Lafcadio Hearn havia morrido recentemente em Tóquio quando seu amigo Herman ten Kate decidiu se casar. Era 1908. Médico, antropólogo, mas acima de tudo um viajante impenitente, ele já trabalhava em um hospital de Kobe há uma década quando, aos 40 anos, se casou com uma enfermeira japonesa, acreditando ter finalmente encontrado um destino permanente. Vidas paralelas, as de dez Kate e Hearn, abrangem países, línguas e continentes — Estados Unidos, Europa, Ásia. Mas se o romance de Hearn ganhou fama no Ocidente por seus contos orientais (Fantasmas da China e Kwaidan, tão elogiados por Borges), o de Kate permanece em um cone sombrio.

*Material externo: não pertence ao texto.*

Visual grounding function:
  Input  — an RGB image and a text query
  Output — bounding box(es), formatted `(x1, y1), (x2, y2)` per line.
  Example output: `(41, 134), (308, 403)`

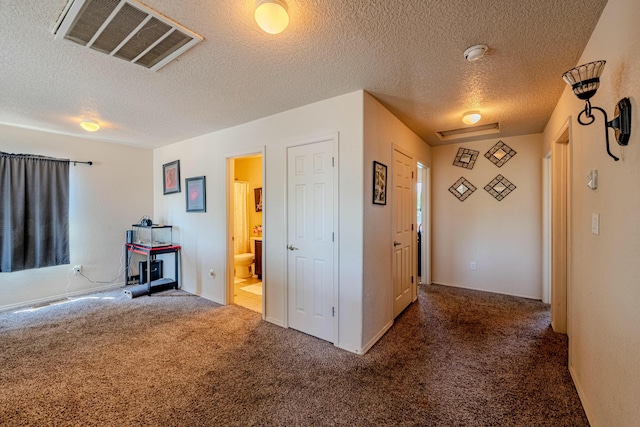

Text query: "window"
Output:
(0, 152), (70, 273)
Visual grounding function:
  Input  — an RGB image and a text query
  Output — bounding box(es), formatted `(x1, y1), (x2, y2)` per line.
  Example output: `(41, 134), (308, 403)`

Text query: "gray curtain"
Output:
(0, 152), (70, 272)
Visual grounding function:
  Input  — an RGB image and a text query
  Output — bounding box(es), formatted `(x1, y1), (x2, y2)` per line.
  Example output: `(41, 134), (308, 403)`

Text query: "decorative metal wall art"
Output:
(449, 176), (476, 202)
(484, 141), (517, 167)
(453, 147), (480, 169)
(484, 175), (516, 201)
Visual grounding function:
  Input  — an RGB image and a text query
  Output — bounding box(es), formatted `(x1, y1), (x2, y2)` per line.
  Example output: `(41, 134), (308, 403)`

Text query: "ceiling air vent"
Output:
(54, 0), (202, 71)
(436, 122), (500, 141)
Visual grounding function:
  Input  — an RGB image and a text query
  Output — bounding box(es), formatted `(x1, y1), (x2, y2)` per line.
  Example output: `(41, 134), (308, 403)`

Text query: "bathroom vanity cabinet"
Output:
(253, 240), (262, 280)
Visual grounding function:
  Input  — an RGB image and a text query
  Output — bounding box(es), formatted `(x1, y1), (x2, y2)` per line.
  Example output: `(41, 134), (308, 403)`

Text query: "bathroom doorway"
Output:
(227, 153), (264, 317)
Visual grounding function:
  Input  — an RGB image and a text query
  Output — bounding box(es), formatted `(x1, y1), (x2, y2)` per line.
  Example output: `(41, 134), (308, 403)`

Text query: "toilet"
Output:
(233, 254), (254, 279)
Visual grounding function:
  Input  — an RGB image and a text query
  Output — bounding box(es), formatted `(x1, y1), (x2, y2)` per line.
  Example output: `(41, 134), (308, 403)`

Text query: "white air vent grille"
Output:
(436, 123), (500, 141)
(54, 0), (202, 71)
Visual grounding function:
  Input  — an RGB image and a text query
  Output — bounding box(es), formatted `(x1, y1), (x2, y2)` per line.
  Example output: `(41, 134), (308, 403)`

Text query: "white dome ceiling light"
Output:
(80, 120), (100, 132)
(464, 44), (489, 62)
(254, 0), (289, 34)
(462, 111), (482, 125)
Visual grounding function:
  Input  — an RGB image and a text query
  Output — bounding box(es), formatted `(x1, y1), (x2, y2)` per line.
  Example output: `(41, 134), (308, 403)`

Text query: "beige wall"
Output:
(432, 134), (542, 299)
(234, 156), (262, 237)
(361, 93), (431, 349)
(0, 125), (152, 310)
(544, 0), (640, 426)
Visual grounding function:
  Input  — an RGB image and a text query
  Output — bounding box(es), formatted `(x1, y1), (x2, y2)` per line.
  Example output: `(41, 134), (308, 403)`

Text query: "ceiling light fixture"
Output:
(464, 44), (489, 62)
(254, 0), (289, 34)
(80, 120), (100, 132)
(562, 61), (631, 161)
(462, 111), (482, 125)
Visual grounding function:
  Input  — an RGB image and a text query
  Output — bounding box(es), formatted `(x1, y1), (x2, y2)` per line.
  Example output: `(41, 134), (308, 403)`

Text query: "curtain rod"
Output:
(0, 151), (93, 166)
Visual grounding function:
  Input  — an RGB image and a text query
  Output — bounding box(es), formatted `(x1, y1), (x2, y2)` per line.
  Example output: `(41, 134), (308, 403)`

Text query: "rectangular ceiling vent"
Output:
(54, 0), (202, 71)
(436, 122), (500, 141)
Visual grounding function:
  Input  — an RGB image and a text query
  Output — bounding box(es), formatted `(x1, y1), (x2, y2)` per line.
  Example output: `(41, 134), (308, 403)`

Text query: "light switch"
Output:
(587, 169), (598, 190)
(591, 214), (600, 235)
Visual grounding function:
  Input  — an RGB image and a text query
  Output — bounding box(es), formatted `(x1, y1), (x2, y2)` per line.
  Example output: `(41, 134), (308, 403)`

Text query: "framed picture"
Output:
(184, 176), (207, 212)
(253, 187), (262, 212)
(162, 160), (180, 194)
(373, 161), (387, 205)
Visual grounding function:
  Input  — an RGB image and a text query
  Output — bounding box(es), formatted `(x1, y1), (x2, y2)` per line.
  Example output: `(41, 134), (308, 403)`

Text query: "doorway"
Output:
(227, 153), (265, 318)
(414, 163), (431, 288)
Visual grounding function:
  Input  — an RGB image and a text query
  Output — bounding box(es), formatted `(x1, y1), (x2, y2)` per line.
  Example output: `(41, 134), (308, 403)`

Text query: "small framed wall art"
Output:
(453, 147), (480, 169)
(373, 161), (387, 205)
(184, 176), (207, 212)
(484, 141), (517, 168)
(162, 160), (180, 194)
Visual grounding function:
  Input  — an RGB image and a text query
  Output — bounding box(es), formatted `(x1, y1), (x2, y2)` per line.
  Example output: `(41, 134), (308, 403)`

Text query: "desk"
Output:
(125, 243), (180, 295)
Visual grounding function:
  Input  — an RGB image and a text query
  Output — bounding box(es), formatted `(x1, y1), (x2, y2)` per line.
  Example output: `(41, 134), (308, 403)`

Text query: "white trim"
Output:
(432, 282), (540, 301)
(360, 320), (393, 354)
(0, 282), (125, 313)
(542, 150), (553, 304)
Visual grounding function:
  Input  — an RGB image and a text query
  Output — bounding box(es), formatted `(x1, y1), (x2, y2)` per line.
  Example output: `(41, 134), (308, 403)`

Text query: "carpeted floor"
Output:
(0, 285), (588, 426)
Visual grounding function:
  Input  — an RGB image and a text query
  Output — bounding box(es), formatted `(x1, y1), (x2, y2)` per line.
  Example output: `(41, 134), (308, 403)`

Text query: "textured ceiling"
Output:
(0, 0), (607, 147)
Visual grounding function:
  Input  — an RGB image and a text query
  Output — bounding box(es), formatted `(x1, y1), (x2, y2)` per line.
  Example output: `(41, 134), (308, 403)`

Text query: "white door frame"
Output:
(223, 146), (269, 320)
(282, 132), (340, 346)
(551, 119), (572, 334)
(416, 162), (431, 288)
(542, 150), (553, 304)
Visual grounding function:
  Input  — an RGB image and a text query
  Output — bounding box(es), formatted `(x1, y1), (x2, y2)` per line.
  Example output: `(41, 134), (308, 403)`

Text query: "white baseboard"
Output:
(569, 365), (598, 427)
(358, 320), (393, 354)
(0, 282), (125, 312)
(431, 282), (542, 301)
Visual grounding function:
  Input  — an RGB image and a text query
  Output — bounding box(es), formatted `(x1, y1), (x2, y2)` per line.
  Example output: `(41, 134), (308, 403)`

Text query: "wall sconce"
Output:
(254, 0), (289, 34)
(562, 61), (631, 161)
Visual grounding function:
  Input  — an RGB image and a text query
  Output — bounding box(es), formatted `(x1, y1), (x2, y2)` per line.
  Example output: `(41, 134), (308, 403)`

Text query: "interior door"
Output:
(392, 149), (415, 318)
(287, 140), (335, 342)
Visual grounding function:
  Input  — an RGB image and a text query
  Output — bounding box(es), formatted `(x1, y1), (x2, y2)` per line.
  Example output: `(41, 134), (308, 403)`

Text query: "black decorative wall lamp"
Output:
(562, 61), (631, 161)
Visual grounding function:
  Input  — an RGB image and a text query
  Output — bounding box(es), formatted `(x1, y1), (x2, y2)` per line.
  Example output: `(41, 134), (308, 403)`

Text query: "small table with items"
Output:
(125, 243), (180, 295)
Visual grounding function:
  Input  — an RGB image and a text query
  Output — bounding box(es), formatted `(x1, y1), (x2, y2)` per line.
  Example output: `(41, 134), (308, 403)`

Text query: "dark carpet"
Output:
(0, 285), (588, 426)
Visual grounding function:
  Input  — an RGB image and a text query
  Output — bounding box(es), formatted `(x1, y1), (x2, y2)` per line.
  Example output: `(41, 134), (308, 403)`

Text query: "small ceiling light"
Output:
(464, 44), (489, 62)
(462, 111), (482, 125)
(80, 120), (100, 132)
(562, 61), (631, 161)
(254, 0), (289, 34)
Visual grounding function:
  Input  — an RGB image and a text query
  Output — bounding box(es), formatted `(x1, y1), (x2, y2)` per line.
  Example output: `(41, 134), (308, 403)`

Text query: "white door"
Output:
(392, 150), (415, 318)
(287, 140), (335, 342)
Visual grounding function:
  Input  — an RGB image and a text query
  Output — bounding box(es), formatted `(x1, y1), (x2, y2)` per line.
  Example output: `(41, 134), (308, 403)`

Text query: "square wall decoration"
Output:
(453, 147), (480, 169)
(484, 175), (516, 201)
(484, 141), (516, 168)
(449, 176), (476, 202)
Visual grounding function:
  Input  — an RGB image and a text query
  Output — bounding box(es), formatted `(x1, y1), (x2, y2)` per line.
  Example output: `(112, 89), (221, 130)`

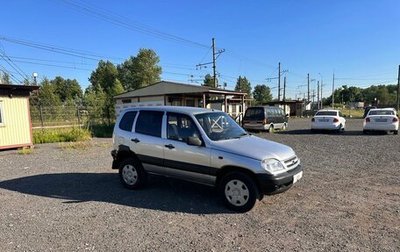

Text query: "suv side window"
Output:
(167, 113), (200, 142)
(118, 111), (137, 131)
(135, 110), (164, 137)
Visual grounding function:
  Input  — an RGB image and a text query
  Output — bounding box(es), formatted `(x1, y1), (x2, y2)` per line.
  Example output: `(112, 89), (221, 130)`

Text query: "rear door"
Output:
(164, 113), (216, 184)
(130, 110), (165, 172)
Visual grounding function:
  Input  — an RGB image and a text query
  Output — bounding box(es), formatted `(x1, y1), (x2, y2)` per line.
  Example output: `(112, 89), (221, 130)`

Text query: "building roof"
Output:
(0, 84), (39, 97)
(114, 81), (246, 99)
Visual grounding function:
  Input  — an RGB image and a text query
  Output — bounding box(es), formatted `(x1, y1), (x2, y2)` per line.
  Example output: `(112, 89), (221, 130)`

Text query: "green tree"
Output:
(50, 76), (83, 102)
(235, 76), (251, 96)
(253, 85), (272, 104)
(86, 61), (124, 125)
(117, 48), (162, 90)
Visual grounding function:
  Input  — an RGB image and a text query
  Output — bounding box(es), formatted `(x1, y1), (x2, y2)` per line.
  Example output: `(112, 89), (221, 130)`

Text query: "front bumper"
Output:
(257, 165), (303, 195)
(311, 123), (340, 130)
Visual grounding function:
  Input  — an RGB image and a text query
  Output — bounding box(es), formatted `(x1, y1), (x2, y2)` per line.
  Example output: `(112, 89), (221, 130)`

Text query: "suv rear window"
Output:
(369, 110), (394, 115)
(244, 108), (265, 120)
(135, 111), (164, 137)
(118, 111), (137, 131)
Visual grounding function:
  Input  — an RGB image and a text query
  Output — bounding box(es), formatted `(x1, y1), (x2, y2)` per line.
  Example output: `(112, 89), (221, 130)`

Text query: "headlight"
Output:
(261, 158), (285, 174)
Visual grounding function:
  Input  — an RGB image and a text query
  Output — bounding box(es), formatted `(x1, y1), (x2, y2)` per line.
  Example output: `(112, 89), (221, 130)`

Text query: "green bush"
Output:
(33, 128), (91, 144)
(90, 124), (114, 138)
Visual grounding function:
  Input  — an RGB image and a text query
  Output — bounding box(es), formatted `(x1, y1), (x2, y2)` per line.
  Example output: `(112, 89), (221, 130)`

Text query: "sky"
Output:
(0, 0), (400, 99)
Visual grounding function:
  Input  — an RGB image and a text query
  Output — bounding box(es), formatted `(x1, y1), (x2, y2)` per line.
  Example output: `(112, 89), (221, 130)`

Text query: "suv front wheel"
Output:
(119, 158), (146, 189)
(220, 172), (258, 213)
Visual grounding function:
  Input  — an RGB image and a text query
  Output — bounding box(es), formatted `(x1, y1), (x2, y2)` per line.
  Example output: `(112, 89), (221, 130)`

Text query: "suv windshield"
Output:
(315, 111), (337, 116)
(195, 112), (247, 141)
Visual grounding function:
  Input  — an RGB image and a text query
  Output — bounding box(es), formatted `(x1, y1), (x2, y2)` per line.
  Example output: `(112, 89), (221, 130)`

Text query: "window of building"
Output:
(119, 111), (137, 131)
(167, 113), (200, 142)
(135, 111), (164, 137)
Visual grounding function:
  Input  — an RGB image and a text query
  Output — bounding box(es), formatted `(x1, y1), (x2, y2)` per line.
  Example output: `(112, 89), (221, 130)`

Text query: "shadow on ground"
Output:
(0, 173), (232, 214)
(277, 129), (374, 136)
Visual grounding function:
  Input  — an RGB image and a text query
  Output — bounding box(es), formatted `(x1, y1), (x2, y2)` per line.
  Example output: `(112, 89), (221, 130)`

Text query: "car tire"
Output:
(220, 172), (259, 213)
(119, 158), (147, 189)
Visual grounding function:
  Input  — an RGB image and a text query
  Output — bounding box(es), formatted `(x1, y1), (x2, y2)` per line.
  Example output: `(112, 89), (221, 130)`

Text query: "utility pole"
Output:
(212, 38), (217, 88)
(283, 76), (286, 115)
(196, 38), (225, 88)
(307, 74), (310, 102)
(397, 65), (400, 113)
(321, 79), (324, 109)
(283, 76), (286, 101)
(278, 62), (281, 101)
(317, 81), (320, 109)
(332, 73), (335, 108)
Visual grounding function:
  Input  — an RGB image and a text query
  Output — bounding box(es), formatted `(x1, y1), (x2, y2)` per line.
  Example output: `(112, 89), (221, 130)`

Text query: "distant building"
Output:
(349, 102), (365, 109)
(0, 84), (39, 150)
(267, 100), (305, 117)
(114, 81), (247, 118)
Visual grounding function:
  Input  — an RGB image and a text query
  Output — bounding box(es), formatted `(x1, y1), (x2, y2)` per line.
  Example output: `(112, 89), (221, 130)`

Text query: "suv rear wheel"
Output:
(220, 172), (259, 213)
(119, 158), (146, 189)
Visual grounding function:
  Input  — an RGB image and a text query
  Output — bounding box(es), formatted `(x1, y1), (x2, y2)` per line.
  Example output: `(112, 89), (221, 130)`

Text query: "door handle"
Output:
(164, 144), (175, 150)
(131, 138), (140, 143)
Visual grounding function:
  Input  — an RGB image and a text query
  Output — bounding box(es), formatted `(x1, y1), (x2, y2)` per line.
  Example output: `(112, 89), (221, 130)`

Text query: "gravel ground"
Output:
(0, 119), (400, 251)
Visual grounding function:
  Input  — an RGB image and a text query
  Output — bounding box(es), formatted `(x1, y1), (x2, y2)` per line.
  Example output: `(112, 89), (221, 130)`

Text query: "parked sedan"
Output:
(311, 109), (346, 132)
(363, 108), (399, 135)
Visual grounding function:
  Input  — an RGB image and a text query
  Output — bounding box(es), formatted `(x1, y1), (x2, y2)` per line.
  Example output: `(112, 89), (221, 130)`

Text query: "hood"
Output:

Herman Frederik Carel ten Kate enfrentou uma dupla condenação da qual conseguiu escapar: ele era homônimo de seu pai, um famoso pintor da corte de Guilherme III da Holanda, que também o havia indicado como seu sucessor. Estava marcado. Embora tenha estudado na Academia de Artes quando jovem, sua verdadeira vocação surgiu quando, após uma viagem à Córsega, ele descobriu que questionar os outros e aproveitar a jornada lhe fornecia um caminho. Ele teve que se preparar. Em 1877, matriculou-se na Universidade de Leiden, onde estudou medicina, geografia, línguas orientais, etnologia indonésia, geologia e paleontologia. E continuou se especializando em Paris com Paul Broca e Quatrefages e em Berlim com Rudolf Virchow, com quem aprimorou seus conhecimentos de antropometria e craniologia, então em pleno andamento, que postulavam uma base biológica para a formulação de teorias raciais. Mas ele também estudou com Adolfo Bastian, que ampliou sua perspectiva para incluir questões de antropologia cultural. Em 1882, ele se formou em Heidelberg com o título de Doutor em Filosofia e Magister Artium e logo obteve seu doutorado também em Zoologia e Medicina. Eu estava pronto.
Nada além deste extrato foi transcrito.